Posts Tagged ‘Dow Jones Industrial Average’

Remembering Black Tuesday

Remembering Black Tuesday

Summary of the Dow Jones Industrial Average on Black Tuesday and the closing numbers for October 29, 2013.

Does anyone remember Black Tuesday? It was the day that marked the beginning of the Wall Street Crash of 1929.

Eighty-four years ago today, we were on the brink of the Great Depression. We call it the Great Depression – not because it was good but because of the scope and duration of this event. Today we are entering into unprecedented territory once again as the market reaches new highs. Reflecting on the last eighty-four years, what lessons have we learned and how can we use that information going forward?

Manage risk properly.

Speculative trading magnifies profits AND losses. Understand the risks going in and develop an appropriate risk strategy. If you are emotionally involved, consider working with a professional to give perspective. You can still make the final decision. I remember a time shortly after 9/11 when the markets were particularly uncertain. I spoke to an investor who sold all of their holdings because they feared losing money. They succeeding in locking in losses and when they finally felt safe enough to buy back in, they purchased at a higher price. Instead of paper losses they realized capital losses. Ouch! They were upset with their decision and in hindsight wished they had not sold at a loss. Tough lesson on the price of allowing your emotions to make your investment decisions.

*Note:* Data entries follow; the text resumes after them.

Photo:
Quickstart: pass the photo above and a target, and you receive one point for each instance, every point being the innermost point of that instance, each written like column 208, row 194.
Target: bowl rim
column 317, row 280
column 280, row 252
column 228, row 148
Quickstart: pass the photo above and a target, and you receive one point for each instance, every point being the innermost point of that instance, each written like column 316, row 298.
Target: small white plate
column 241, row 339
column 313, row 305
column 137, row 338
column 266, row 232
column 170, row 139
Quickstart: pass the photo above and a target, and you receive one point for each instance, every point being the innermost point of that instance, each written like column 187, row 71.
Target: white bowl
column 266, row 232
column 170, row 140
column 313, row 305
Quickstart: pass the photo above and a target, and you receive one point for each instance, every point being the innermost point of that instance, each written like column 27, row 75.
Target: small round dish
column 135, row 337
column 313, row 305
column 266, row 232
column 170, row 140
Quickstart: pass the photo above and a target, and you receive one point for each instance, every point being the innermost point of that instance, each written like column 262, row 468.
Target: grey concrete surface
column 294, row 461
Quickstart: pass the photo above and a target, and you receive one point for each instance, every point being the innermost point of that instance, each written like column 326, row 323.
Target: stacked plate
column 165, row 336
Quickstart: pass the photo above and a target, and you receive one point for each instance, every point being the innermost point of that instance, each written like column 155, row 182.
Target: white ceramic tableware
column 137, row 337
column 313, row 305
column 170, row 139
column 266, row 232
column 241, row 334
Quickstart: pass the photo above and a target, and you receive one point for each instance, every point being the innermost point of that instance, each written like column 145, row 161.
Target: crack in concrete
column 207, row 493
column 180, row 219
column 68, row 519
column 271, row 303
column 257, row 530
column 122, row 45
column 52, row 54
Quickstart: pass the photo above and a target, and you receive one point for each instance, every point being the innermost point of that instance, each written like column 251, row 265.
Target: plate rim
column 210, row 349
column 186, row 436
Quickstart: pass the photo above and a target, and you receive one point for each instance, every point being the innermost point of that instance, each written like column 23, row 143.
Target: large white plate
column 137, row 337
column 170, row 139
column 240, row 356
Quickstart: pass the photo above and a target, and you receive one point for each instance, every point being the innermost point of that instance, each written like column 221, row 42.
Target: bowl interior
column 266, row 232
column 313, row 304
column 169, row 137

No one has a crystal ball.

If you had asked someone in 1929 to predict where the stock market would be in 2013, they would have been hard pressed to imagine it would be in the 15,000 range.  The truth is that the market will continue to do three things – rise, fall and stay flat. It is possible to make money in each environment and understanding which strategies work best in different market conditions will make you a more successful investor.

Knowledge is power.

Understanding your values, goals, time horizon and risk tolerance pays big dividends. Most people distract themselves with market movements and are looking at those numbers to check their performance. That is useful information however, it is more important to measure your progress towards your goals. The market may be down but if you are on track with your goals, you sleep better at night and it is less scary to open up your quarterly statements. Conversely, the market may be up and if you are not on track to meet your goals, you are feeling a false sense of security and it is time to reevaluate your plan and get back on track. Up, down or sideways – it is important to measure YOUR progress against YOUR goals.

Remember these lessons and learn from Black Tuesday.